Réalisée en collaboration avec l’Institut de santé mondiale de Barcelone, le CNRS et l’université de Grenoble Alpes, cette étude épidémiologique a porté sur deux cohortes de 1 080 et 484 femmes enceintes. L’équipe, composée d’une vingtaine de scientifiques, a analysé leur exposition à douze perturbateurs endocriniens à partir d’échantillons d’urine — jusqu’à 42, pour certaines. Le comportement de leurs enfants a ensuite été évalué, entre leurs 18 et 24 mois, via le Child Behaviour Checklist, un questionnaire permettant d’identifier les désordres émotionnels des enfants (difficultés d’attention, anxiété, dépression, agressivité, etc.).

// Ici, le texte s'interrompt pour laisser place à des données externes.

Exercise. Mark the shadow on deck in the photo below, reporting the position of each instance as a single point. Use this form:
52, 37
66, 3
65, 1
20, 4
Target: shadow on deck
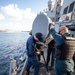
43, 70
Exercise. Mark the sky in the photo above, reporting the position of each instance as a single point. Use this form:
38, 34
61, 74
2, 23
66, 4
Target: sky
19, 15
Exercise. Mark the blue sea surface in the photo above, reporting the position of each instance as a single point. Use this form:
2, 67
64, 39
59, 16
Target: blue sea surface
11, 44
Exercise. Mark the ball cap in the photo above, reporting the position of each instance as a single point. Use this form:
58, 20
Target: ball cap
39, 36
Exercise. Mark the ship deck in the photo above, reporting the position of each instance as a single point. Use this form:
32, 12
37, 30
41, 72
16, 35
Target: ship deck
43, 70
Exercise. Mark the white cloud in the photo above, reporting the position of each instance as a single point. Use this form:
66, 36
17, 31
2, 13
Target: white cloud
17, 19
1, 17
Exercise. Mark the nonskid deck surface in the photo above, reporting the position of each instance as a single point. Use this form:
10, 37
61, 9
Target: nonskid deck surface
43, 70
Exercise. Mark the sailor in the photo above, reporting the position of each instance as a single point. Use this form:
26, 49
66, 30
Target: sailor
65, 50
32, 56
51, 54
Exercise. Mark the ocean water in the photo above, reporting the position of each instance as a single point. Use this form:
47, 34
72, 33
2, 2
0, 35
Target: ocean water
11, 44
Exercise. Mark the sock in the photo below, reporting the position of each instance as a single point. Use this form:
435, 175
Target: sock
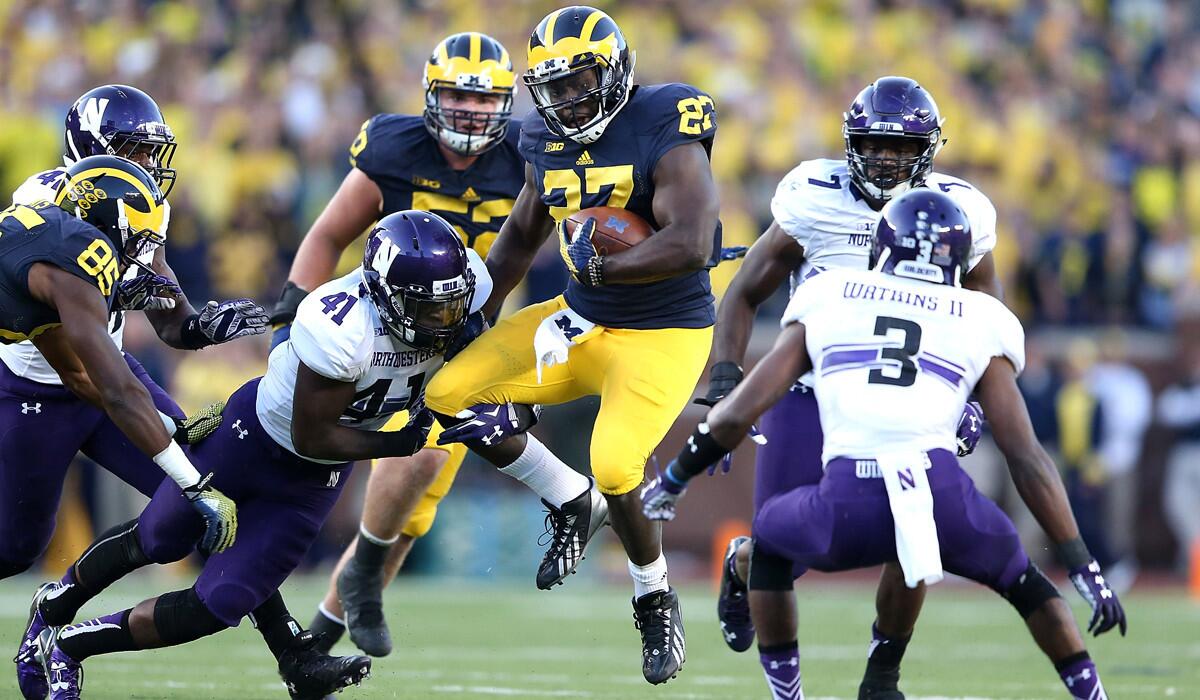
651, 578
1078, 672
371, 551
325, 622
276, 626
546, 474
781, 665
101, 635
883, 659
117, 552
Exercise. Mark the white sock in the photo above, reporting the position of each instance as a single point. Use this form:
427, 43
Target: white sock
323, 610
546, 474
651, 578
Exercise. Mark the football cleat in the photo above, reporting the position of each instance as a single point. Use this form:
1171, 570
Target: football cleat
570, 530
65, 675
361, 594
658, 617
311, 675
30, 657
733, 603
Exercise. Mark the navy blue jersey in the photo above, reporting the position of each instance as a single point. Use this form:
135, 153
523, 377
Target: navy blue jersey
403, 159
43, 233
618, 171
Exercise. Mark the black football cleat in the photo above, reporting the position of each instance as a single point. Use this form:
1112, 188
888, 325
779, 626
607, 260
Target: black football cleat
733, 603
570, 530
361, 594
311, 675
658, 617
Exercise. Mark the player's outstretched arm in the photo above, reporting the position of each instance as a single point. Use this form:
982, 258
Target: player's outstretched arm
687, 205
765, 268
522, 233
1041, 488
318, 405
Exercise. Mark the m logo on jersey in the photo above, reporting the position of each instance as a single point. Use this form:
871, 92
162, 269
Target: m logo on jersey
91, 114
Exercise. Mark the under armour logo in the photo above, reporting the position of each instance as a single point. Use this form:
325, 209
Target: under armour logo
564, 324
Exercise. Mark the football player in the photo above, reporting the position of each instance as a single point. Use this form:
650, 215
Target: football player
881, 341
361, 348
55, 420
825, 211
635, 325
459, 159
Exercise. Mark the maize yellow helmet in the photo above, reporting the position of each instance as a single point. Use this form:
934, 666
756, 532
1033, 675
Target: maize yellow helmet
581, 71
468, 63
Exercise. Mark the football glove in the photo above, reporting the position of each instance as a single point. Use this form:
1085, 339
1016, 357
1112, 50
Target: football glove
660, 496
721, 380
970, 428
220, 514
582, 258
223, 321
1107, 610
199, 425
473, 328
147, 293
411, 438
491, 424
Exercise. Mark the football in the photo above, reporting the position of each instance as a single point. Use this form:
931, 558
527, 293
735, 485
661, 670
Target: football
616, 228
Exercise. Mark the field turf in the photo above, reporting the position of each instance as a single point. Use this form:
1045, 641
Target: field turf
480, 641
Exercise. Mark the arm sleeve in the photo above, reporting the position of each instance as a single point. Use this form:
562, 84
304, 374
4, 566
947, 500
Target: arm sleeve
682, 114
336, 352
483, 280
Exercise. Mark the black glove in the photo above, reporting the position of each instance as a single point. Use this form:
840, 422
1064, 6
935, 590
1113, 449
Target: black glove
286, 307
721, 380
473, 328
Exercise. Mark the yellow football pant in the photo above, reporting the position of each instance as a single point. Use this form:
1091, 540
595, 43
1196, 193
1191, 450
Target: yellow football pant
643, 378
421, 519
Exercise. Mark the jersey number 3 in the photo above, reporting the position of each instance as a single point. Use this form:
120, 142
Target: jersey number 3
903, 354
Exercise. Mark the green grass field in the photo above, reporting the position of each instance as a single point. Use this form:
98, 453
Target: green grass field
462, 640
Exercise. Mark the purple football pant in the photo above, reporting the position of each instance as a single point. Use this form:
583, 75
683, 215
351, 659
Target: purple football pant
42, 426
282, 501
845, 522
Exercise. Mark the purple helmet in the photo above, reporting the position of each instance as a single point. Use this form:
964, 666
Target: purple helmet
925, 235
417, 271
120, 120
892, 108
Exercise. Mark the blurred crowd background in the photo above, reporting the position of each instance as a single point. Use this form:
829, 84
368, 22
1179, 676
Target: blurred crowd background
1080, 120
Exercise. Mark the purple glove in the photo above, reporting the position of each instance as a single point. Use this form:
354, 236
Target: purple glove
1107, 611
970, 428
491, 423
147, 293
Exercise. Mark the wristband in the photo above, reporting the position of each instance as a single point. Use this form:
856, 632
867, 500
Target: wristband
700, 453
175, 464
1074, 554
190, 334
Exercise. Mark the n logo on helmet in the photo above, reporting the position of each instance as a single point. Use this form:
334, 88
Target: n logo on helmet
91, 114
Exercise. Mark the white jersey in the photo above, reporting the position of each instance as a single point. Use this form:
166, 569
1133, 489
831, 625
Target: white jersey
337, 334
895, 359
816, 205
23, 358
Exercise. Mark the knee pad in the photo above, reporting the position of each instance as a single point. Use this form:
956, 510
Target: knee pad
768, 572
180, 617
1030, 591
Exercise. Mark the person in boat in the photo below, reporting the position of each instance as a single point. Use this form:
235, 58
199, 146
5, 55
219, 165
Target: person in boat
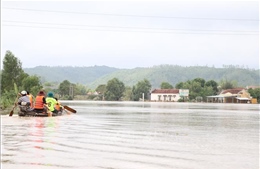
24, 102
40, 102
51, 103
31, 98
58, 106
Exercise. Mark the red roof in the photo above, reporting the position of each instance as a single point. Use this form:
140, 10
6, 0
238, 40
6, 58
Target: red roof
175, 91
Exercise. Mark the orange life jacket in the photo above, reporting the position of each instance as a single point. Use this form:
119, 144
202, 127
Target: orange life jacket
31, 99
58, 106
39, 102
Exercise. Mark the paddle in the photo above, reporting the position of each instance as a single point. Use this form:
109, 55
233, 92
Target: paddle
12, 111
70, 109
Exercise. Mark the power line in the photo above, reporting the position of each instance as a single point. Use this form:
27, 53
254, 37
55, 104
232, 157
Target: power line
122, 27
46, 27
126, 15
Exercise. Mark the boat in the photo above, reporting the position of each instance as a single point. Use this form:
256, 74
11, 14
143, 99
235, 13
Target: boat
36, 113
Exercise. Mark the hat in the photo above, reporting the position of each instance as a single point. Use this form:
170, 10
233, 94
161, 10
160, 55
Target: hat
50, 94
23, 92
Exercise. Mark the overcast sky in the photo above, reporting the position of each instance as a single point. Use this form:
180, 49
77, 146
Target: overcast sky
131, 34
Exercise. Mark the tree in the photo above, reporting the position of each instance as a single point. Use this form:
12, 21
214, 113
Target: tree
214, 85
114, 90
179, 85
166, 85
140, 88
101, 89
200, 81
64, 88
32, 84
12, 72
225, 84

Leurs résultats suggèrent que l’exposition au méthylparabène au cours du troisième trimestre de grossesse est associée à des scores plus élevés, ce qui laisse supposer d’éventuels troubles du comportement chez les enfants (anxiété, déficit d’attention, agressivité, difficultés relationnelles…). Des résultats similaires ont été observés pour le bisphénol S, mais uniquement chez les garçons. Aucun effet cocktail n’a été observé.
« Il est assez classique de voir des différences entre les filles et les garçons dans les études consacrées aux perturbateurs endocriniens. Nous savons que le développement cérébral est très sensible aux signaux hormonaux, même si le pourquoi du comment reste un mystère », a commenté l’épidémiologiste Claire Philippat, coordinatrice de cette étude, dans Libération.